Na verdade, os grandes vencedores do 1º turno das eleições municipais deste ano, considerando-se os resultados obtidos nacionalmente, foram os partidos de orientação religiosa ou de defesa de interesses clientelísticos. O PR obteve um crescimento eleitoral de 14,9%, o PSD de 32%, o PRB de 48,4%, o PSL de 50,2%, o PTN de 97,1% e o PHS de 196%.
Somados, os votos obtidos pelo PR, PMM, PRB, PSL, PTN e PHS representam 19.204.917 eleitores, o equivalente a 13% dos votos válidos consignados em todo o país. Isto faz com que o eleitorado deste conjunto de partidos se torne numericamente mais expressivo do que o do PMDB ou do PSDB tomados isoladamente, já que o primeiro obteve 14.877.621 ou 10% dos votos válidos e o segundo 17.612.606 ou 12% desses votos nacionalmente.
A tendência é, portanto, o aumento do poder de pressão e de chantagem política desse conjunto de partidos e, a se repetir o mesmo fenômeno nas eleições nacionais de 2018, o revigoramento do chamado “presidencialismo de coalizão” brasileiro, reforçado em suas práticas de barganha.
Afastado dos partidos e dos candidatos que anteriormente mereciam a sua preferência, o eleitorado se dividiu. Cerca de 1/3 dos eleitores das capitais decidiu-se pela alienação eleitoral, abdicando de seu direito de interferir no resultado eleitoral, enquanto cerca de 1/4 do total dos eleitores do país decidiu votar em partidos alternativos, ou seja, em partidos que não tinham obtido expressão nas eleições anteriores.
Verifica-se, deste modo, que uma parcela importante do eleitorado total do país não votou nos candidatos e/ou os partidos que tiveram maior responsabilidade nos governos anteriores ao impeachment da presidenta Dilma Rousseff, nem votou nos candidatos e/ou partidos que interferiram diretamente na sua derrubada e que dão sustentação política ao atual governo federal.
Assim, mais do que uma eleição que legitime os atuais governantes em nível federal e que autorize seu projeto de governo, o 1º turno das eleições municipais de 2016 revela a existência de um eleitorado à deriva, a ser disputado pelos diferentes partidos, e que está sendo ganho, até aqui, em grande parte, pelos partidos que defendem não projetos políticos para o país,  mas interesses de parcelas restritas da sociedade e que, por este motivo, encontram-se, quase sempre, distantes dos interesses públicos.
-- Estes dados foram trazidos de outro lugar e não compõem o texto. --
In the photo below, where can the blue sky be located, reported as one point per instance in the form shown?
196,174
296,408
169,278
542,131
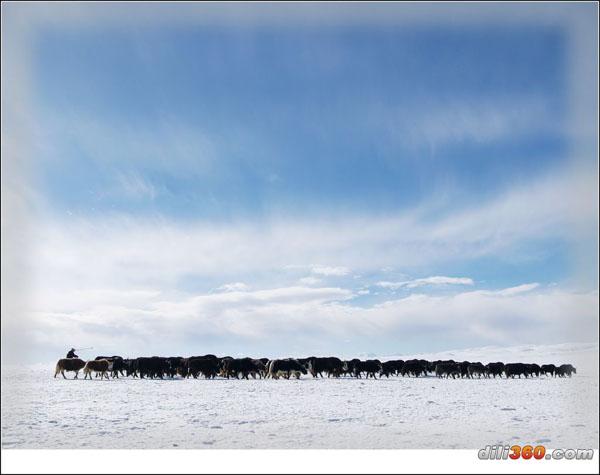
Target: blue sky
309,187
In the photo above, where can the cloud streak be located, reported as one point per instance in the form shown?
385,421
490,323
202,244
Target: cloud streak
435,280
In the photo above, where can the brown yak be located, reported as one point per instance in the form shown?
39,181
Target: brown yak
69,364
99,366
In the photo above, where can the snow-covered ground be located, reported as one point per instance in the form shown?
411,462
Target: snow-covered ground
39,411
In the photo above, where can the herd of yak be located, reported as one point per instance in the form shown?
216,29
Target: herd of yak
211,366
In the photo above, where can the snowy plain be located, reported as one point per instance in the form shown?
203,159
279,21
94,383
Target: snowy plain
39,411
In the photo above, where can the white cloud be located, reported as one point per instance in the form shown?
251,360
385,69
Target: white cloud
330,271
519,289
435,280
300,314
309,280
234,287
134,185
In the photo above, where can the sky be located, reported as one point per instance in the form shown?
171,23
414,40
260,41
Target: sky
290,179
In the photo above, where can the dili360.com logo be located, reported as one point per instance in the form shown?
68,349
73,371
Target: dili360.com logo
538,452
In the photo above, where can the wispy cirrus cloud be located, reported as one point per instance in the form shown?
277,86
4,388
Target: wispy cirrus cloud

Fica claro, além disso, que todo o esforço para a desconstrução do PT e de seus políticos não foi suficiente para liquidá-los. Não obstante a perda significativa de seu eleitorado e do número de Prefeituras sob o seu comando, o PT manteve-se entre os maiores partidos nacionais, como o 5º maior partido brasileiro em termos eleitorais, o que lhe reserva, ainda, um grande potencial de crescimento.
Nas eleições municipais de 2016, foram a criminalização da política e o desencanto do eleitorado, na verdade, os grandes vencedores do 1º turno. Um resultado altamente preocupante, porque contribui para que lideranças oportunistas possam se apossar do poder de Estado e se manter nele por meio de ações ilegítimas, ainda que travestidas pelos ritos legais.